Hi, as this terminal output line indicates:

'1 EU NNP I-NP I-ORG\n'

I put '\n' at the end of each line, and separate each column with one space. Is this correct?

XuezheMax commented 6 years ago

@jk78346 There should be a break line between two sentences. Otherwise, the reader will treat them as a single one. The following is the correct format for your examples: 1 EU NNP I-NP I-ORG 2 rejects VBZ I-VP O 3 German JJ I-NP I-MISC 4 call NN I-NP O 5 to TO I-VP O 6 boycott VB I-VP O 7 British JJ I-NP I-MISC 8 lamb NN I-NP O 9 . . O O

1 Peter NNP I-NP I-PER 2 Blackburn NNP I-NP I-PER 3 BRUSSELS NNP I-NP I-LOC 4 1996-08-22 CD I-NP O ...

Moreover, your ner tagging schema is not BIO, please convert it correctly. @rsb3060 Thank you so much for your answer!

jk78346 commented 6 years ago

Really appreciate all of your answers. I realize that you mean 'break line between consecutive sentences', not '\n' for each 'line' of this .txt file. Thanks so much.

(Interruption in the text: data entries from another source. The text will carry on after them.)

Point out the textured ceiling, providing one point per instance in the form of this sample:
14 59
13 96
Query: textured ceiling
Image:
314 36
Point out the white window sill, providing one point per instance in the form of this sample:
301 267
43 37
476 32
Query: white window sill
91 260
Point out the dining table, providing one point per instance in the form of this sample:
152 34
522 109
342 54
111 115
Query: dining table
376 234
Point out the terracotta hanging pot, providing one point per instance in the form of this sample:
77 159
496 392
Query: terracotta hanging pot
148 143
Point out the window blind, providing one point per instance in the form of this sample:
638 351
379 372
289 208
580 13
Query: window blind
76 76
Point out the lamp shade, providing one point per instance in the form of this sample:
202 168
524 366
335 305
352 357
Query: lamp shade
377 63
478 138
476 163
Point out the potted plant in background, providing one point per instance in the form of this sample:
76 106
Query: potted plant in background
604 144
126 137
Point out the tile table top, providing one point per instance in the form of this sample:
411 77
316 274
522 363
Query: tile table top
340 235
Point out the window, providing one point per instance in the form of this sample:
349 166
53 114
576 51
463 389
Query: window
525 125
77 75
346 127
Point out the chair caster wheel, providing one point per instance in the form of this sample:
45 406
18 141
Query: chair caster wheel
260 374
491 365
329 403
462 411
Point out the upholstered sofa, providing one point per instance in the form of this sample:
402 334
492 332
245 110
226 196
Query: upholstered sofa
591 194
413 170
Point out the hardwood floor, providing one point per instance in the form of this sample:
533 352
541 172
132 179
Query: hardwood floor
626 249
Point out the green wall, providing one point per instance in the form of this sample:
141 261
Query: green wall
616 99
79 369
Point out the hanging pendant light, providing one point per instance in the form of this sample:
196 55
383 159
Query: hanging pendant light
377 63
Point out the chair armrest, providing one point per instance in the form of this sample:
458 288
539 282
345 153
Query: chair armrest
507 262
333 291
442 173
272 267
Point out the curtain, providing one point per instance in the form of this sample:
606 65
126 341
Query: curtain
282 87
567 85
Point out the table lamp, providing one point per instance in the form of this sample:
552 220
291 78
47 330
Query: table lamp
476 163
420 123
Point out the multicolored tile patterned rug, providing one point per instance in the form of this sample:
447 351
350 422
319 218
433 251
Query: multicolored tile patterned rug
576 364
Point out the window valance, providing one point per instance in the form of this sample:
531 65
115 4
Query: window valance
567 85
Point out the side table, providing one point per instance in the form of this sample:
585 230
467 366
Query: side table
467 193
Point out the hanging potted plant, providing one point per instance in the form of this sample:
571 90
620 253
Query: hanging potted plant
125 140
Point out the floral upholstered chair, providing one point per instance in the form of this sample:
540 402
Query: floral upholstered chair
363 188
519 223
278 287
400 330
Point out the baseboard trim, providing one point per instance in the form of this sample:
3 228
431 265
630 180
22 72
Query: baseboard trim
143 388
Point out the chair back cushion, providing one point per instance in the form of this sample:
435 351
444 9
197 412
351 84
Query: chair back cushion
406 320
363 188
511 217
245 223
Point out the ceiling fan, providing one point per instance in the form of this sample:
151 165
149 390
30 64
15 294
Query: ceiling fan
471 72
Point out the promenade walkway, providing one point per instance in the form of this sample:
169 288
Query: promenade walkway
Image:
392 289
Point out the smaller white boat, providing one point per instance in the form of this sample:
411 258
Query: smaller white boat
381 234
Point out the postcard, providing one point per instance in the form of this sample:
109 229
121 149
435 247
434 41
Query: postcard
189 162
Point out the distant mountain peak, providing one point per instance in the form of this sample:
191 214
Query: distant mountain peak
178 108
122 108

Now it works.

udion commented 6 years ago

@jk78346 did it work without converting it to BIO?

jk78346 commented 6 years ago

I think I use the original type from conll03. I didn't change the format of tag column. It works. Conceptually I think the format of tag column won't affect, it's just a readable format defined by human.

XuezheMax commented 6 years ago

@jk78346 @udion I guess the original tagging type from conll03 works, but converting it to BIO (or more advanced BIOES) can improve the performance.

udion commented 6 years ago

thanks